Ryzen, Ryzen, Ryzen... Na ilość plotek dotyczących nadchodzących procesorów AMD można chwilami dostać kociokwiku, ale wypada zarazem zauważyć, że w natłoku setek napływających zewsząd informacji zabrakło czegoś zupełnie podstawowego - zdjęć. Aż do teraz.
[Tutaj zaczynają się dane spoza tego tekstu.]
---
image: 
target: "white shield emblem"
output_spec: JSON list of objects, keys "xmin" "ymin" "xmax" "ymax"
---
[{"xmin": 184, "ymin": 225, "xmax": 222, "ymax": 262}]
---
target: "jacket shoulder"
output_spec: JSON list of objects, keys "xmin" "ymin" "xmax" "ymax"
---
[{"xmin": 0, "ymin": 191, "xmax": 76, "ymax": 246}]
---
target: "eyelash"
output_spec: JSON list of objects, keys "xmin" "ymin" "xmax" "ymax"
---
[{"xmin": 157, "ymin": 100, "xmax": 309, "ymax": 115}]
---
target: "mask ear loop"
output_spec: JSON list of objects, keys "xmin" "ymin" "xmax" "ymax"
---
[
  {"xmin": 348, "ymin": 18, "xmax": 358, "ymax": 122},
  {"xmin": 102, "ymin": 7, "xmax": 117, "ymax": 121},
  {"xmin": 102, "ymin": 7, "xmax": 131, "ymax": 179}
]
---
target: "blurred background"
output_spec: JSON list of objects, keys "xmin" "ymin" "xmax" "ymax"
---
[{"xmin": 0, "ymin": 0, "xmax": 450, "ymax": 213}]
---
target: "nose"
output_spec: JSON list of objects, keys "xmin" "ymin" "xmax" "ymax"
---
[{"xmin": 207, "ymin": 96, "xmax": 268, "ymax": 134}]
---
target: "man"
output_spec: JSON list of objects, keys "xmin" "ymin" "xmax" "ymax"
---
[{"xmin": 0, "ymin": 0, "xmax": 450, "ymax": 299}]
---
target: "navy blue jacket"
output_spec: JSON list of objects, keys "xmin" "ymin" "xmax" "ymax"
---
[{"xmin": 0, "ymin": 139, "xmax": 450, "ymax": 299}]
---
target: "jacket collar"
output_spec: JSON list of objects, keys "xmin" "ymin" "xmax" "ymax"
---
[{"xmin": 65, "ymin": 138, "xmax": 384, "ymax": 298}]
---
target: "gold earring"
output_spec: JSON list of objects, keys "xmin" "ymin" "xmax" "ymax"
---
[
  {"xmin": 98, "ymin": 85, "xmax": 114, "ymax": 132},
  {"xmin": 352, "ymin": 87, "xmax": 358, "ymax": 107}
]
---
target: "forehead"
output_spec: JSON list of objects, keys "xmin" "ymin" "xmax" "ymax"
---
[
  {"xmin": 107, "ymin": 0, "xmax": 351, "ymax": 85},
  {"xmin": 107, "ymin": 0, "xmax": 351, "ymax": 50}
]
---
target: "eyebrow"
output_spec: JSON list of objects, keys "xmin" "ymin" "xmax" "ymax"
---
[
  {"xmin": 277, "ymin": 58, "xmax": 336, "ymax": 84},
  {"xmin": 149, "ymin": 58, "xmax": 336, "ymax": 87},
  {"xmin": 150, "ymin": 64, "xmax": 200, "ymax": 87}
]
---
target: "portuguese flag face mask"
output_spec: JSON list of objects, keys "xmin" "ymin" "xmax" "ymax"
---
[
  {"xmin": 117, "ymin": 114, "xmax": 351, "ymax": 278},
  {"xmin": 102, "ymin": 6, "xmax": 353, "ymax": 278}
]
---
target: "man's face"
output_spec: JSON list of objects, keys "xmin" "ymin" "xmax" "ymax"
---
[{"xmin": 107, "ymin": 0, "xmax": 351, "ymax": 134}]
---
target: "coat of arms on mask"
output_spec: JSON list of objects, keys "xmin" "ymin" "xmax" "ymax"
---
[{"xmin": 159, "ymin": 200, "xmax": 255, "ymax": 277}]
Jak zawsze niezawodny w takich sytuacjach serwis VideoCardz dotarł do wysokiej jakości zdjęcia przedstawiającego finalne, sklepowe wersje Ryzenów. Co widać na opublikowanej fotografii, producent zdecydował się na wypalenie w IHS-ie dużego logo serii, czym iteracja finalna wyróżnia się na tle występujących wcześniej gdzieniegdzie sampli inżynieryjnych. Sam procesor fizycznie właściwie nie odbiega od swego poprzednika, FX. Utrzymano bowiem charakterystyczny dla AMD, stosowany od wielu lat kształt odpromiennika. Jeśli wierzyć doniesieniom z przeszłości, to odpromiennik ten jest przylutowany do rdzenia - co również nie stanowi novum. Całą konstrukcję zrealizowano w obudowie typu PGA, czyli nóżki (piny) znajdują się po stronie jednostki obliczeniowej, a nie na płycie głównej jak u konkurencyjnego Intela. To jednak było wiadomym od dawna.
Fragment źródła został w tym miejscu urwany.